The ongoing seizure of rancher Cliven Bundy’s cattle by Bureau of Land Management agents and hired contractors has been immensely polarizing. It has led the opposing sides to portray one another in distorted caricatures that paint Bundy and the BLM in the most exaggerated terms possible.
This polarization has kept our attention focused primarily on Bundy’s popularity or the legality of what the feds are doing. It has distracted us from the larger issue of whether the federal government now exists to protect and guarantee our natural rights or to forcefully serve its own interests.
This is a question that goes far beyond the Bundy’s land use situation.
Are we morally bound to obey a government that is no longer abiding by its foundational principles and limits?
Our government increasingly cloaks its actions in secrecy and grants itself immunity from having to take responsibility for any harm it causes. From the food we eat to how our toilets flush, every aspect of our lives is becoming subject to its increasing regulations. And its enforcement of those regulations is becoming noticeably more aggressive.
Would government acting in its proper role fine a family $90,000 for raising rabbits? Would it arrest and imprison a man for paying his employees in gold and silver?

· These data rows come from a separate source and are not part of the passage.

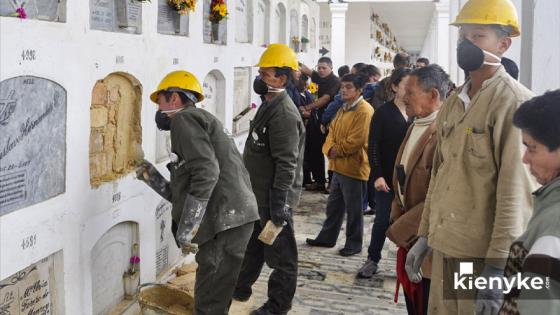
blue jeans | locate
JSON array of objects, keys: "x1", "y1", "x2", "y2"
[{"x1": 368, "y1": 190, "x2": 395, "y2": 263}]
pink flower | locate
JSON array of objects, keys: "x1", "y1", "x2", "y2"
[{"x1": 16, "y1": 7, "x2": 27, "y2": 19}]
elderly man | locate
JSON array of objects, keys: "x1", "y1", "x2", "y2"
[
  {"x1": 387, "y1": 64, "x2": 451, "y2": 314},
  {"x1": 405, "y1": 0, "x2": 534, "y2": 315}
]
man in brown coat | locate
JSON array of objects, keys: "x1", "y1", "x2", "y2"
[{"x1": 387, "y1": 64, "x2": 450, "y2": 314}]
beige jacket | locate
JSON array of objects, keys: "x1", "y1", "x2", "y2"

Would a government that protects freedom send a SWAT team to raid an Amish farmer over the selling of raw milk?
Since 9/11, we’ve seen our federal government intensify its focus on national security to the point where it is actively eliminating our freedoms.
It spies on us in violation of the Fourth Amendment. This done in spite of the fact that each of us has an inherent natural right to privacy and a right to be left alone unless probable cause exists that we are party to a criminal act.
Whether boarding a plane or purchasing a firearm, the federal government views every citizen as a potential criminal or terrorist until they have submitted to its screening. Its agencies are arming themselves at an unprecedented rate.
These types of over-reactive atrocities can only occur when government ceases to be accountable to its citizens. When government becomes abusive or unresponsive to the concerns of the governed, it loses its legitimacy. There comes a point where obedience is no longer a virtue.
John Locke in his Second Treatise on Civil Government described the circumstances under which we have no moral obligation to obey:
[T]herefore whenever legislators endeavor to take away and destroy the property of the people, or to reduce them to slavery under arbitrary power, they (the officials of the government) put themselves in a state of war with the people, who are thereupon absolved from any further obedience and are left to the common refuge which God hath provided for all men against force and violence.
The rationale for separating from an oppressive government outlined in our Declaration of Independence was simply summarizing the philosophy of Locke.
Just because a law has been duly enacted or an official pronouncement has been handed down from a federal bench does not mean it is proper or beneficial. If it takes away or destroys our property, it is wrong. Likewise, when agencies are allowed to exercise arbitrary power without accountability to the voters, we are reduced to a type of regulatory slavery.
At this point, government is no longer our protector and a guarantor of our rights. Instead, it becomes our adversary and sees itself in conflict with the people it is supposed to be serving.
After seeing the lengths of intimidation and force to which the feds are willing to go to take a rancher’s cattle for refusing to obey their rules, we should have a better feel of how our government views us.
No matter how a person may feel about Cliven Bundy, his cattle, or land use issues, he is not the one pointing guns at innocent people and treating them as an enemy.
Bryan Hyde is a news commentator and co-host of the Perspectives talk show on Fox News 1450 AM 93.1 FM. The opinions stated in this article are his and not representative of St. George News.